Thanks to MIT researchers, Boston now has its very own citywide building energy model
By David Malone, Associate Editor
Energy efficiency has been the flavor of the month when it comes to building projects as cities try to curtail their energy usage to more sustainable levels. The problem has been, to become more energy efficient, detailed information about how and when cities, and the buildings they are composed of, consume electricity and heating fuel. In other words, it is hard to do a comparison without having at least two things to compare.
The city of Boston, however, no longer has to worry about lacking current, detailed information on its energy usage throughout a given day or throughout the year, with an emphasis on detailed.
Researchers at the MIT Sustainable Design Lab (SDL) and the MIT Lincoln Laboratory, in collaboration with the Boston Redevelopment Authority (BRA), have a shiny new toy to use to help plan for the city’s energy future, MIT News reports.
This shiny new toy comes in the form of a “citywide urban building energy model of unprecedented scale and spatio-temporal detail.” For every single building in Boston, nearly 100,000 in total, the new energy modeling tool estimates the gas and electricity demand for every single hour of a given year. This amount of detail has never been incorporated into a model of a city the size and scope of Boston.
The model will be used in an effort to help make Boston’s energy system more efficient, resilient, and affordable.
The team of researchers behind the project sifted through all 92,000 buildings in Boston and sorted them into 48 “archetypes” and 12 usage categories. Then, each archetype was assigned characteristics relating to things like heating and cooling systems, electricity use, thermostat settings, time, occupancy, and wall and roof structure, among others, MIT News reports.
In order to make all of this information and data useable for energy planning it required creating a lot of algorithms to work with incomplete datasets.

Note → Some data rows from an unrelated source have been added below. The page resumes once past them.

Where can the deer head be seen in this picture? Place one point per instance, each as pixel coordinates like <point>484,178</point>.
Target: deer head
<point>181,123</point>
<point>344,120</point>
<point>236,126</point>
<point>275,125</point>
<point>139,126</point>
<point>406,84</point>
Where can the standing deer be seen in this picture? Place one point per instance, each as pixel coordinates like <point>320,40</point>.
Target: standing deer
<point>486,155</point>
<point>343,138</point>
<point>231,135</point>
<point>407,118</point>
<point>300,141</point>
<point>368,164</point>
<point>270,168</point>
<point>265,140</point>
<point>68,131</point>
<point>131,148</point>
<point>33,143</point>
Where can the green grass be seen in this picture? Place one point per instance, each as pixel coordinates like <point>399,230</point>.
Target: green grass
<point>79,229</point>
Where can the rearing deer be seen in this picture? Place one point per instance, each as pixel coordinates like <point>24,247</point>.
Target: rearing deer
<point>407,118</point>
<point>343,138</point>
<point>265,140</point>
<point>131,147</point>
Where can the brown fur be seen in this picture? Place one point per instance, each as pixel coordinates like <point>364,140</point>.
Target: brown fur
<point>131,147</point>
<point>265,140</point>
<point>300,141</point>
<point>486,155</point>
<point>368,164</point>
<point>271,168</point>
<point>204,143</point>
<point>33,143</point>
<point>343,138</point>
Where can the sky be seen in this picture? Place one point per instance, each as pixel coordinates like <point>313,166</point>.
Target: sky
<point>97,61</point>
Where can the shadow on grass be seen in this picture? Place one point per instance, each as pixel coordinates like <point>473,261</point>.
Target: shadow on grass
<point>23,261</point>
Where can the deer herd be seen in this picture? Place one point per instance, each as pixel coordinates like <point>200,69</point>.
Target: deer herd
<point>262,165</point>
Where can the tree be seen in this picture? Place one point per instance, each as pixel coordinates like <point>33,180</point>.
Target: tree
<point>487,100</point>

While this took a long time to complete, it has the benefit of allowing the tool to be adapted, as opposed to reinvented, by others who may be interested in doing similar analyses throughout the northeast.
The modeling tool has already helped to identify sites throughout Boston where “a combination of CHP, photovoltaic, battery storage, and ground source heat pumps could reduce greenhouse gas emissions and offer lower-cost alternatives to current centralized energy supply scenarios,” according to MIT News.
The end goal of this project is to allow for every city, worldwide, to be able to use a citywide energy model to manage its complicated web of energy supply and carbon emissions.